Department of Medicine, Division of Pulmonary and Critical Care Medicine, Penn State University College of Medicine, Hershey, Pennsylvania; and.
Am J Physiol Regul Integr Comp Physiol. 2013 Sep 15;305(6):R630-8. doi: 10.1152/ajpregu.00218.2013. Epub 2013 Jul 31.
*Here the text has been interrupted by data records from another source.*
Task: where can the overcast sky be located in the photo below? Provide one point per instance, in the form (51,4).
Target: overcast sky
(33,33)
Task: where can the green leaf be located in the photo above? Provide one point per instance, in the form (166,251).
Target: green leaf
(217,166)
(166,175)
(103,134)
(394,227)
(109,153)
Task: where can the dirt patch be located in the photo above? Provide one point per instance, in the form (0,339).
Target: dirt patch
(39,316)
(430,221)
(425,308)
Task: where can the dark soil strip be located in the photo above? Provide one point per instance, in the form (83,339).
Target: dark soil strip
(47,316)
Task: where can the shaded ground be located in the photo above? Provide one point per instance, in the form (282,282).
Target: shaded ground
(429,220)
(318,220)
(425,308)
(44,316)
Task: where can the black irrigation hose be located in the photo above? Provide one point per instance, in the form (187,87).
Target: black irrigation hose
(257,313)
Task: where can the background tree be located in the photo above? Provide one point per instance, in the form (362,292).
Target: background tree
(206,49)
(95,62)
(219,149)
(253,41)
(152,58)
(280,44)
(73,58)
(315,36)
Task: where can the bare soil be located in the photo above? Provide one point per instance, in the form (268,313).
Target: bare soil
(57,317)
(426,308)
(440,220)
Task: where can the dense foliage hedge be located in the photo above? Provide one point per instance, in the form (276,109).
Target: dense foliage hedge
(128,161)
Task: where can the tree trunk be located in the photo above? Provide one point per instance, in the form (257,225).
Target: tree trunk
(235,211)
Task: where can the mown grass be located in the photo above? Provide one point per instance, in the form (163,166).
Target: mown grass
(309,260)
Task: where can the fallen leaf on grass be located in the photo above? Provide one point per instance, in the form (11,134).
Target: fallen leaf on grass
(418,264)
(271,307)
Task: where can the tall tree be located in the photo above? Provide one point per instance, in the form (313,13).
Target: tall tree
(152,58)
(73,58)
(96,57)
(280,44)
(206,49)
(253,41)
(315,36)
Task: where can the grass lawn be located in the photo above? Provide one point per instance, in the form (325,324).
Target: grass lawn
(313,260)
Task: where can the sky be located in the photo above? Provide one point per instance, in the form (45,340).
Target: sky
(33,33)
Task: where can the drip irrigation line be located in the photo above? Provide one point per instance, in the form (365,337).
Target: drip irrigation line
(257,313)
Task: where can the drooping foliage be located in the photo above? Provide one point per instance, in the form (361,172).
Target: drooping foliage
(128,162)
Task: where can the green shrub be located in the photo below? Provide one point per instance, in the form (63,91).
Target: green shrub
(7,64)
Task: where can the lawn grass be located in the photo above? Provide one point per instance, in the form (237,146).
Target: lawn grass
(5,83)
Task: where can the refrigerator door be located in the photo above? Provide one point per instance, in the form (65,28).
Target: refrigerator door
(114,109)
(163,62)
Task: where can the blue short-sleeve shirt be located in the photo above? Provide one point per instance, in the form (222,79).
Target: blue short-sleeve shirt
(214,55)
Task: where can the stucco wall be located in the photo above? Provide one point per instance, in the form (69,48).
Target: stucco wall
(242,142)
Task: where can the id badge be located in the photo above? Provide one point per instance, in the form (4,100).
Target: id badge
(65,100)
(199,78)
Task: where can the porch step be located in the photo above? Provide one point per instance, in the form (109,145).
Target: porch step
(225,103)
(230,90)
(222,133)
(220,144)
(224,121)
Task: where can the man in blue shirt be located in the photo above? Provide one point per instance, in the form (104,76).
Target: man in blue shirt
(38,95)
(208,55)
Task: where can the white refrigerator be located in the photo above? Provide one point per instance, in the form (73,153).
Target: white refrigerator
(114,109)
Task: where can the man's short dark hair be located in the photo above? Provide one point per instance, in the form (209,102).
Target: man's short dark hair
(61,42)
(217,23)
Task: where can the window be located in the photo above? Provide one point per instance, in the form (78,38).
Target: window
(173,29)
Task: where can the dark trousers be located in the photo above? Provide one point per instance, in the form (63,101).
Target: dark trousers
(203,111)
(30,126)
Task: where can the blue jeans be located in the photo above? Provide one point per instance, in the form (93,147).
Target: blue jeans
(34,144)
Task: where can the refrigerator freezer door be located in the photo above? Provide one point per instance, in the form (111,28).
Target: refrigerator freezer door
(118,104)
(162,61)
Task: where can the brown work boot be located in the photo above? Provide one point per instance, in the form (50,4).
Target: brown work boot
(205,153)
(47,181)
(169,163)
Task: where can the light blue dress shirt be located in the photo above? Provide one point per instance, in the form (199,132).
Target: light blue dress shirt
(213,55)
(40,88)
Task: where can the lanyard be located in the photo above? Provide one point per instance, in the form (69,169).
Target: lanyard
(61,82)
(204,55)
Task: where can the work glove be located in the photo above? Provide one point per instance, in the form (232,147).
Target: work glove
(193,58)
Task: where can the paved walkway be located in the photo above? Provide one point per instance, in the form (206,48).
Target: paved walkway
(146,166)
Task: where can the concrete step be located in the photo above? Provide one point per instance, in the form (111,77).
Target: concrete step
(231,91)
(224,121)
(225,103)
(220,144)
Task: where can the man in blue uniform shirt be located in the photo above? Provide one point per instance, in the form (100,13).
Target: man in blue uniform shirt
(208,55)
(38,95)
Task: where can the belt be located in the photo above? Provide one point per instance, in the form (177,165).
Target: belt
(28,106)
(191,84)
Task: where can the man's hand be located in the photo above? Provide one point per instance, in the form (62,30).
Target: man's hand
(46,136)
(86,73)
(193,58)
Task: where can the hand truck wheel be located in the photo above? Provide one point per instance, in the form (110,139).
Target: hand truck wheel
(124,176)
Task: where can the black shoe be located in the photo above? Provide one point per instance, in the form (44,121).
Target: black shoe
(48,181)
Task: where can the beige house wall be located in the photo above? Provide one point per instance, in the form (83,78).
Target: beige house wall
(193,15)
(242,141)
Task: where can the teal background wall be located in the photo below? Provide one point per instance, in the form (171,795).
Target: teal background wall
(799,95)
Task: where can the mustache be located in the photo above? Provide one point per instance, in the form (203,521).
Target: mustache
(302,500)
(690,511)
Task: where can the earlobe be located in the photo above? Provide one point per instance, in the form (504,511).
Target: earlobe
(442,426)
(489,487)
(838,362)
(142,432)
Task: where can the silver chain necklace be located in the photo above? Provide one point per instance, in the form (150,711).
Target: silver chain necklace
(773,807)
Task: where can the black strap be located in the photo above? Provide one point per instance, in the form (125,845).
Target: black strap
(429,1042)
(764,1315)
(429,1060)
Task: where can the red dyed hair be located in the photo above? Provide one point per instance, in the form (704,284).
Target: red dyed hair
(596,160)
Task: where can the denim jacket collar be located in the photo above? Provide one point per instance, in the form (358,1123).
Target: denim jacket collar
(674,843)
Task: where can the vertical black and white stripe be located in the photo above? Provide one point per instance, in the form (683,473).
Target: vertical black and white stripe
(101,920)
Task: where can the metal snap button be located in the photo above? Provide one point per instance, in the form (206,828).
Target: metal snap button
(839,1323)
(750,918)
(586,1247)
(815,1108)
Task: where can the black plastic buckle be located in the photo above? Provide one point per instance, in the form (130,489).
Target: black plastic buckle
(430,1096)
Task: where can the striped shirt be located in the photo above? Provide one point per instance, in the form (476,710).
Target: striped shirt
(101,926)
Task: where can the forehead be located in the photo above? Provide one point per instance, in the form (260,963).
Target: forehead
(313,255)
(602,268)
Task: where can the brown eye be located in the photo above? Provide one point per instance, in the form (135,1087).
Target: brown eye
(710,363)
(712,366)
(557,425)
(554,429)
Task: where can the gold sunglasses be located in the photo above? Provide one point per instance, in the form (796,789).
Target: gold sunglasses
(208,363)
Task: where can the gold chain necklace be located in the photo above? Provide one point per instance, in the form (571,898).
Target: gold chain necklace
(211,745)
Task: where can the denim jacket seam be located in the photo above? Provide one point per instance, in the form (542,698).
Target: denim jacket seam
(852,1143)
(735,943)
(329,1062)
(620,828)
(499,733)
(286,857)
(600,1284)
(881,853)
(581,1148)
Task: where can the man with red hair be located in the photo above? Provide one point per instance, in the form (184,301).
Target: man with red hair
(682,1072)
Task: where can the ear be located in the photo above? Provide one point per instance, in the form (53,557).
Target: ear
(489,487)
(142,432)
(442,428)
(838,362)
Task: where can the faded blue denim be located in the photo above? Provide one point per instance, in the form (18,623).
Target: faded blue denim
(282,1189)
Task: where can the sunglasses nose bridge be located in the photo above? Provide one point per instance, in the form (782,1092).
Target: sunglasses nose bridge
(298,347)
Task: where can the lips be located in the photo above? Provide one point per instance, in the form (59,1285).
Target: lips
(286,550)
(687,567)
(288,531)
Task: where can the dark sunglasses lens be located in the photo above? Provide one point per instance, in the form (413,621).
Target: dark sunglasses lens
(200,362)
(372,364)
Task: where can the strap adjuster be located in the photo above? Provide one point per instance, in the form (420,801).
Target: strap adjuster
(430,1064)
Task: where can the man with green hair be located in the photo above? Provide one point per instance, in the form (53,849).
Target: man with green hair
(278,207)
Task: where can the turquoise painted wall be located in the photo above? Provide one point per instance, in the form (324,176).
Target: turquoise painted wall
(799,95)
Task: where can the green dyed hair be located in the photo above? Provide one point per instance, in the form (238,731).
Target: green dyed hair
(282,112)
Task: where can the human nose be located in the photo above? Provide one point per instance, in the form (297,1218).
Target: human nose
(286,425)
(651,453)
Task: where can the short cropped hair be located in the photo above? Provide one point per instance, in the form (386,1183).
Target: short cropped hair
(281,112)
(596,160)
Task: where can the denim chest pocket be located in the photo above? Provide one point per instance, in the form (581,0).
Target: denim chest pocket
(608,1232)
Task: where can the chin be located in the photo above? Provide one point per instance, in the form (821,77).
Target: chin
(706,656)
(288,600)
Our aim was to establish in spontaneously breathing urethane-anesthetized rats, the relationship between the concentrations of H2S transported in the blood and the corresponding clinical manifestations, i.e., breathing stimulation and inhibition, during and following infusion of NaHS at increasing rates. The gaseous concentration of H2S (CgH2S, one-third of the total soluble form) was computed from the continuous determination of H2S partial pressure in the alveolar gas, while H2S, both dissolved and combined to hemoglobin, was measured at specific time points by sulfide complexation with monobromobimane (CMBBH2S). We found that using a potent reducing agent in vitro, H2S added to the whole blood had little interaction with the plasma proteins, as sulfide appeared to be primarily combined and then oxidized by hemoglobin. In vivo, H2S was undetectable in the blood in its soluble form in baseline conditions, while CMBBH2S averaged 0.7 ± 0.5 μM. During NaHS infusion, H2S was primarily present in nonsoluble form in the arterial blood: CMBBH2S was about 50 times higher than CgH2S at the lowest levels of exposure and 5 or 6 times at the levels wherein fatal apnea occurred. CgH2S averaged only 1.1 ± 0.7 μM when breathing increased, corresponding to a CMBBH2S of 11.1 ± 5.4 μM. Apnea occurred at CgH2S above 5.1 μM and CMBBH2S above 25.4 μM. At the cessation of exposure, CMBBH2S remained elevated, at about 3 times above baseline for at least 15 min. These data provide a frame of reference for studying the putative effects of endogenous H2S and for testing antidotes against its deadly effects.
我们的目的是在自发性呼吸的乌拉坦麻醉大鼠中建立,即在输注 NaHS 时和之后,随着输注速率的增加,血液中输送的 H2S 浓度与相应的临床症状(即呼吸刺激和抑制)之间的关系。H2S 的气态浓度(CgH2S,总可溶形式的三分之一)是通过连续测定肺泡气中的 H2S 分压计算出来的,而 H2S 无论是溶解的还是与血红蛋白结合的,都是在特定时间点通过与单溴化丁二酰亚胺(CMBBH2S)的硫化物络合来测量的。我们发现,在体外使用一种有效的还原剂时,H2S 加到全血中与血浆蛋白几乎没有相互作用,因为硫化物似乎主要是与血红蛋白结合,然后被氧化。在体内,H2S 在基线条件下在其可溶性形式中在血液中无法检测到,而 CMBBH2S 平均为 0.7±0.5 μM。在 NaHS 输注期间,H2S 主要以非可溶性形式存在于动脉血中:CMBBH2S 在最低暴露水平下比 CgH2S 高约 50 倍,在发生致命性呼吸暂停的水平下高 5 或 6 倍。当呼吸增加时,CgH2S 平均仅为 1.1±0.7 μM,对应于 CMBBH2S 为 11.1±5.4 μM。呼吸暂停发生在 CgH2S 高于 5.1 μM 和 CMBBH2S 高于 25.4 μM。在暴露停止时,CMBBH2S 仍然升高,至少在 15 分钟内比基线高约 3 倍。这些数据为研究内源性 H2S 的潜在作用和测试对抗其致命作用的解毒剂提供了一个参考框架。